Releases: googlegenomics/gcp-variant-transforms
Releases · googlegenomics/gcp-variant-transforms
Release v0.5.0
Main changes since last release:
- BigQuery to VCF (alpha release): Generate VCF files from any BigQuery table generated using Variant Transforms. This can be useful when working with tools that only operate on VCF files. The available options enable generating small files (e.g. by specifying genomic regions of interest or a subset of samples) to very large files (e.g. exporting an entire BigQuery table as a VCF file).
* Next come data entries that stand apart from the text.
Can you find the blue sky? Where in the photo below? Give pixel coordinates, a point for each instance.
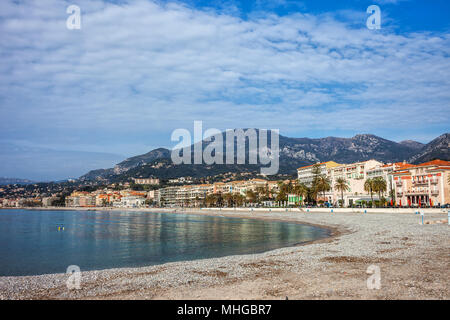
(137, 70)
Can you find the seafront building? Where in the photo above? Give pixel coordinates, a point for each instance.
(305, 174)
(423, 184)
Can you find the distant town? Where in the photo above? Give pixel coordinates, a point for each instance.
(362, 184)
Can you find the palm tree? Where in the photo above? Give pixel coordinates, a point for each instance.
(369, 187)
(301, 190)
(379, 186)
(341, 185)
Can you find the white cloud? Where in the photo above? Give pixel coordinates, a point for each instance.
(144, 67)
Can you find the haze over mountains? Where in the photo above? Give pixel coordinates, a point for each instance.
(294, 152)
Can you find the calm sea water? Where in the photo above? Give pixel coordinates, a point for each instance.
(31, 244)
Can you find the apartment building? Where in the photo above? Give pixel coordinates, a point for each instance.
(355, 174)
(425, 184)
(150, 181)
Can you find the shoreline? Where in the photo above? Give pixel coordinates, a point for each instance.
(242, 276)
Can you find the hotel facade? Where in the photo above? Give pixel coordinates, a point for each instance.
(411, 185)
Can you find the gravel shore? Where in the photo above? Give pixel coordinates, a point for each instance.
(414, 263)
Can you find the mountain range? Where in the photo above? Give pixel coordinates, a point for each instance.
(294, 153)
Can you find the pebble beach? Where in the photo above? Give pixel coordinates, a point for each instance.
(413, 260)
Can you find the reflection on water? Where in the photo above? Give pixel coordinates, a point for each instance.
(30, 242)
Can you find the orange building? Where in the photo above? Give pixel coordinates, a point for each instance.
(425, 184)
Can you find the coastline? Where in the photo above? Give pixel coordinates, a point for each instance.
(330, 268)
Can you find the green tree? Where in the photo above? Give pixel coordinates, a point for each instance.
(342, 185)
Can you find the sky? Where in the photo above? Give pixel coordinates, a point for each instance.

- Annotation type inference: By default, all annotation fields are loaded as strings. Simply add
--infer_annotation_types
and the pipeline will automatically infer field types from the annotation content.
Release v0.4.2
Patch release that mostly has usability improvements (failing on unrecognized/incompatible flags and additional logging in case of failures). Also includes a small fix for --optimize_for_large_inputs
when partitioning is not requested.
Release v0.4.1
This is a patch release that makes the following improvements:
- The validator/preprocessor tool now catches more mismatch issues between VCF headers and variant records, e.g., type and Number mismatches (Issue #258).
- Support for running VEP on GRCh37 based VCF files is added (Issue #201).
- A fix in the HTTP request retry logic of google-api-python-client is integrated (details).
Release v0.4.0
Main changes since last release:
- Native annotation support: Annotate and import VCF files to BigQuery through a single command that uses our newly published VEP v91 docker image and GRCh38 cache! Check out the documentation for more details.
- Native partitioning support: Partition the BigQuery output into any number of (configurable) smaller tables based on chromosome and/or regions. This feature can be used to reduce query cost for large tables especially in applications where particular regions are more heavily queried than others.
- Automatic BigQuery schema update on appends: Append data to existing tables even if the BigQuery schema is different (but still compatible) and the schema is automatically updated in such cases.
Release v0.3.0
Main changes since last release:
- VCF validator/preprocessor: this is a lightweight tool that can be used to validate the VCF files and check for any inconsistencies in the data prior to loading the full VCF to BigQuery pipeline. Check out the documentation for more details.
- Robustness improvements: several new features to enhance robustness of Variant Transforms when dealing with malformed/incomplete data such as setting custom headers when parsing and more accurate header inference in case of missing headers.
- Performance improvements: optimizations for merging variants and writing to BigQuery when loading very large inputs (>5TB, >30B variants).
- Annotation enhancements (experimental): added support to run VEP natively as part of the pipeline using pre-built docker image and cache files. Check out the documentation for more details.
Release v0.2.0
First release checkpoint of Variant Transforms! Main features of this release:
- Highly scalable import of VCF files to BigQuery (500K+ files, TBs of data)
- Robust import functions (see
--infer_undefined_headers
and--allow_incompatible_records
) - Annotation support (experimental). Add
--annotation_fields
when running the pipeline. - See README and documents under the
/docs
folder for more details.
P.S. We're starting from 0.2.0 instead of 0.1.0 as the initial version at launch should have been 0.1.0.